The pain which had before been a pleasant companion turned bitter and raw, and the edges of my vision were tinged with red. How odd it was that her presence made it both easier and more difficult to die? My breath caught once more and the coughing came again, ripping at my vocal chords. She held my body to her fiercely as it convulsed, clasping my head to her breast as if it could ease the coughing. I could see the specks of red on her porcelain skin. I felt tears on my forehead that I knew could not be mine.
The coughing eased as I gulped for air, but it became suddenly so much harder to breath. Through my noseless hole I could smell her scent, lavender, and perhaps that was what made me suddenly very tired and drowsy, though doubted it very much.
"Christine, I love you!" I gasped.
"I know, Erik, I know." she murmured and held me close.
The pain dulled, and I could feel her slipping away from me.
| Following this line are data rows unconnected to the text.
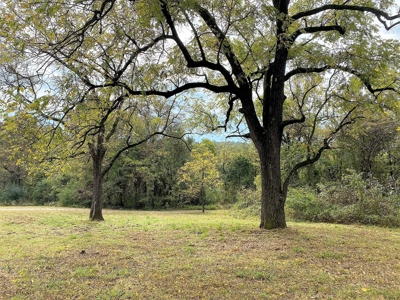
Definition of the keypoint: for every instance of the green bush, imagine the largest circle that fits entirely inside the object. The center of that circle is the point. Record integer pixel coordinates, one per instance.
(248, 203)
(341, 204)
(12, 193)
(43, 192)
(69, 196)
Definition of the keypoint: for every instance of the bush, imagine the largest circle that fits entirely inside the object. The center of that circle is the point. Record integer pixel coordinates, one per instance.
(341, 204)
(248, 203)
(43, 192)
(69, 197)
(12, 193)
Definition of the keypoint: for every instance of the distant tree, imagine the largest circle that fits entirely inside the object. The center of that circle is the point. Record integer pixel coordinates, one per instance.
(242, 54)
(200, 173)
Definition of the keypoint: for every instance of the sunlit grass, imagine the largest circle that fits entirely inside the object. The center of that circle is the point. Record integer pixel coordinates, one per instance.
(60, 254)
Though it took all the strength I possessed, I forced myself to remain conscious. I needed only this one last gift from her, to make my life complete.
"Christine, will you... sing me to sleep...please?" She choked back a sob and I felt her nod against my skull. She gently lowered her crimson lips to my twisted ones and lingered there a moment, as if afraid to let me go"
Then I heard her voice, that instrument I had worked so hard to hone to perfection. Softly she sang, a lullaby for a child who had never known a mother, and now needed one most of all. I allowed my head to relax against her and, almost seamlessly, her voice gradually blended with others not of this world.